I should have come with an army. Why didn’t I come with an army?! I should have waited for my soldiers to mobilise, then marched here along the Great Valley Road – it may have taken longer, but I’d have arrived with a force to be reckoned with. Instead I was drawing up to the city limits perched atop a blind old donkey with a vanguard composed in its entirety of three smelly people and a little worm riding in a blasted purple cabbage on wheels. What the tits had I been thinking?
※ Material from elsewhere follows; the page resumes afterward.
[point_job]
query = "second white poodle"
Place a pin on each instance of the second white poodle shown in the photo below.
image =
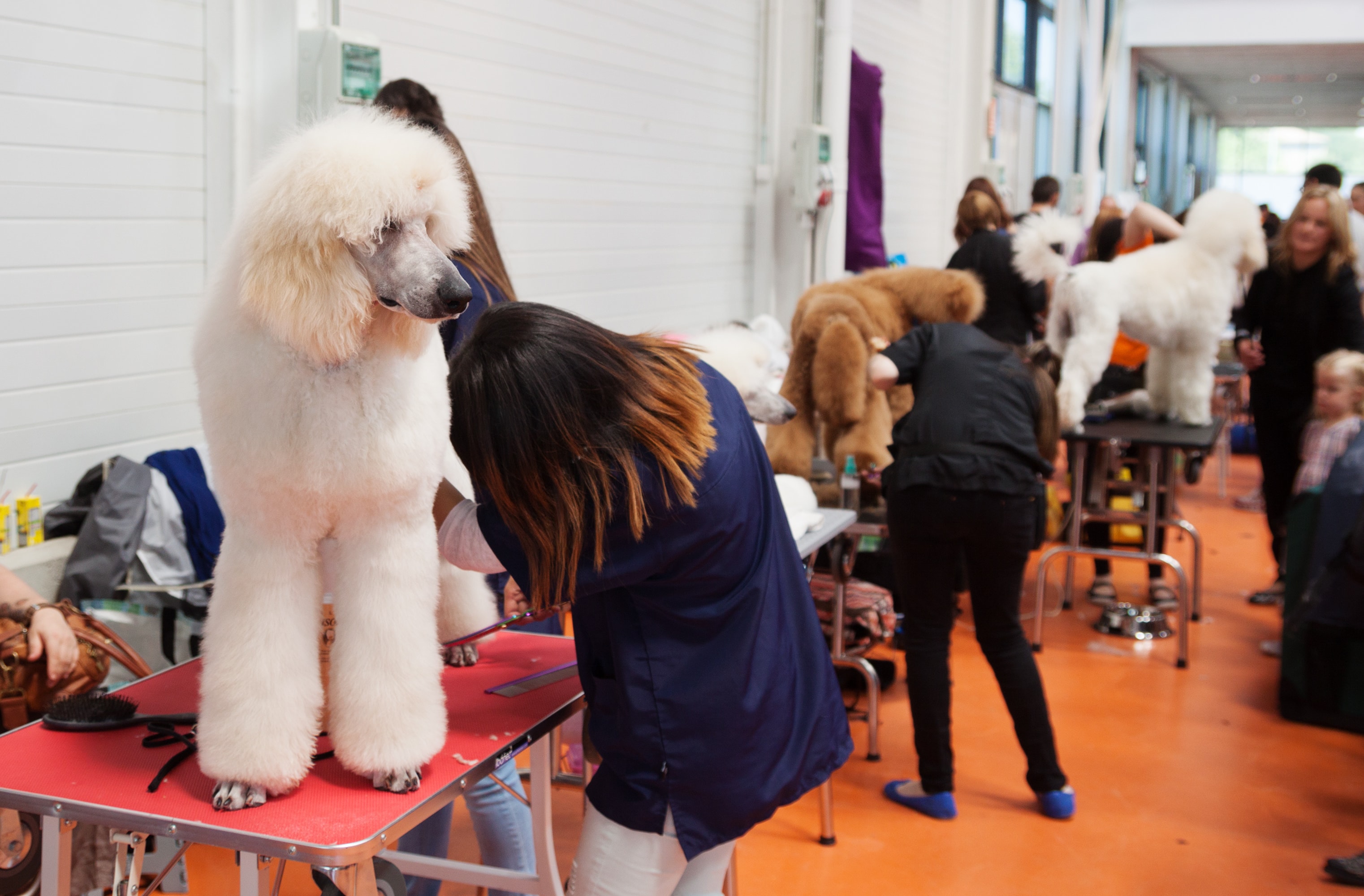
(1176, 298)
With every step that brought me nearer to my beloved, my heart hammered faster against the bone confines of my chest. I dug in my heels to drive Alfonso to go faster, but he could only manage a gentle trot. I glanced at the sky: Vena’s note had suggested they would wed under the full moon, but that was an annoyingly vague sentiment with a large margin for error. The moon was certainly big at the moment. Was it full? I couldn’t tell. Perhaps they were due to be wed this very day. Oh, gods, no! I began to clear a distance between myself and the cabbage, pulling away on Alfonso. There was no time to waste. The end was in sight.
I knew my body may be ruined imminently, mangled by a hail of arrows screaming over the walls of Bloodroot, but it mattered not. Astra was so close that I could almost smell her hair – bugger the naysayers, I was going to save my love!
Suddenly, as the gleaming turrets loomed over me and the ranks of helmed guards manning the walls became visible, my heart blossomed as I imagined her proximity. She was here! She was in this city, held captive, alone and scared, and nothing on the whole dirty great Earth was going to keep me from her.
A lightning bolt burst inside my chest and screaming electricity streamed through my entire body, and I was not afraid. With a manic laugh, I drew my sword. Astra!